На исходе пятого (по моим подсчетам) дня ночью меня резко подняли с кровати и, не соображая, я пассивно поплелся по коридорам, нервирующим больше, чем неизвестность, ожидавшая меня. Преодолев несколько лестничных пролетов, мы оказались перед железной дверью, куда меня с силой втолкнули, что я чуть не рухнул.
Комната была маленькой. В ней ничего не было кроме стола и стула, на который меня тут же усадили. По другую сторону от него сидел следователь в форме. Он посмотрел на меня с каким-то животным превосходством, как смотрит лев на лань, которой вот-вот перекусит сонную артерию. Он направил на мое лицо, ослепляющий резкий желтый свет от лампы с треснувшим плафоном. Она отбрасывала большие и резкие тени на стены. В отдалении стоял еще один маленький стол — за ним сидел человек в форме и с темным лицом (видимо, от нехватки света) и что-то упорно записывал.
Следователь не представился. Он долго смотрел на меня, перебирая пальцами какие-то бумаги, в которые у меня не хватило духу всматриваться, и без предисловий начал:
— Следствию известно, что, будучи враждебно настроены к советской власти, вы установили контакт с еврейской-буржуазной организацией «Джойнт», группировка которой расположилась в скрытой части дома врача невропатолога Александра Сергеевича Коваленко, и вели активную работу в ее пользу.

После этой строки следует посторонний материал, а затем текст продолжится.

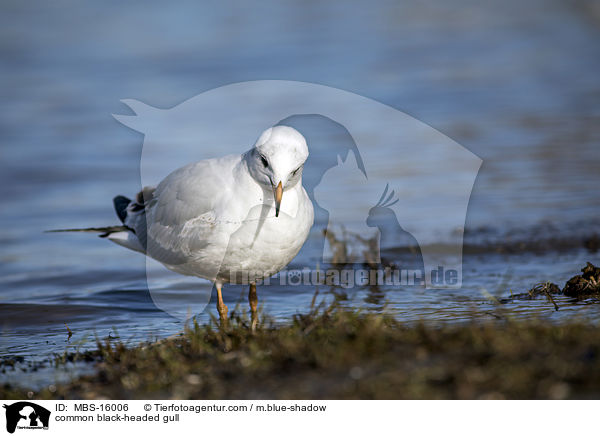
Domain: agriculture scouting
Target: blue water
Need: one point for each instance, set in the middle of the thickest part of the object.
(516, 83)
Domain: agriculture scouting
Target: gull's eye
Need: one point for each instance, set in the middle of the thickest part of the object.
(264, 161)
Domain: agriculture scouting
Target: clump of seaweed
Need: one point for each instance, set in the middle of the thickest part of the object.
(584, 285)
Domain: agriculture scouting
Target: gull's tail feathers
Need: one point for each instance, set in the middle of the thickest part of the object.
(132, 233)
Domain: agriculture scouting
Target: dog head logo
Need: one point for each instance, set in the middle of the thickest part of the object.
(26, 415)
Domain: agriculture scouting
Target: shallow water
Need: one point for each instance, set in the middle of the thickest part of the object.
(520, 90)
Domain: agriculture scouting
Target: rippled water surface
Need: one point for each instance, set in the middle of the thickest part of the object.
(517, 84)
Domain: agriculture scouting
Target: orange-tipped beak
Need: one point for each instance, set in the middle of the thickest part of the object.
(278, 195)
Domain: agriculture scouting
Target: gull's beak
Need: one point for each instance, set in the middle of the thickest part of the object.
(278, 195)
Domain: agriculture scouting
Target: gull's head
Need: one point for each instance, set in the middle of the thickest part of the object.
(277, 159)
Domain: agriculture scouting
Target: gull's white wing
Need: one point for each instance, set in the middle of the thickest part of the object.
(180, 215)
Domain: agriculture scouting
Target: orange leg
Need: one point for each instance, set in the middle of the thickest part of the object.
(253, 300)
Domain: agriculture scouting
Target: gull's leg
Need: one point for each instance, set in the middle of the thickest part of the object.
(253, 300)
(221, 308)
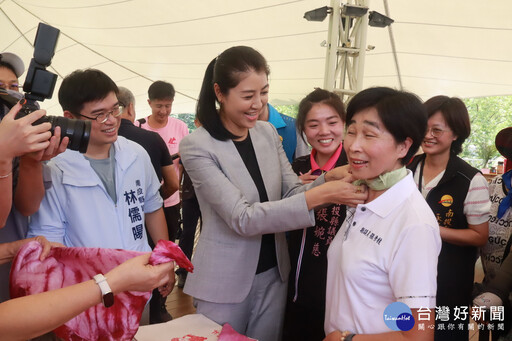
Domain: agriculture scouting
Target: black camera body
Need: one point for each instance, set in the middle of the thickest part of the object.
(39, 85)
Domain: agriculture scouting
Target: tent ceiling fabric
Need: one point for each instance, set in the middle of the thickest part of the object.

Намерены ли вы показывать об этом правду?
Я растерялся, не зная, как отвечать. Еще попав на Лубянку, я дал себе слово не выдавать Александра, но теперь, когда моя связь с ним была фактически установлена… Мое молчание продлилось достаточно долго, чтобы сидевший поодаль человек встал, приставил мне к уху руки «рупором» и громко закричал:
— Намерены ли вы показать об этом правду?!
В считанные секунды оправившись от боли и шока, я заговорил:
— Заявляю, что у меня нет никакого желания скрывать что-либо от следствия. О причастности к организации «Джойнт» я ничего показать не могу, поскольку дел с ней никогда не имел.
— Напрасно вы пытаетесь отрицать доподлинно установленные факты вашего сотрудничества с Коваленко.
— Заявляю повторно о непричастности к упомянутой организации, а также я не имел понятия о деятельности Коваленко.
— Какими сведениями вы располагаете о нем?
— Я заходил к нему один или два раза, чтобы отдать одолженные книги по просьбе Антона Антоновича Орлова. Из его рассказа узнал, что Коваленко добропорядочный врач, но с ним самим в диалог не вступал.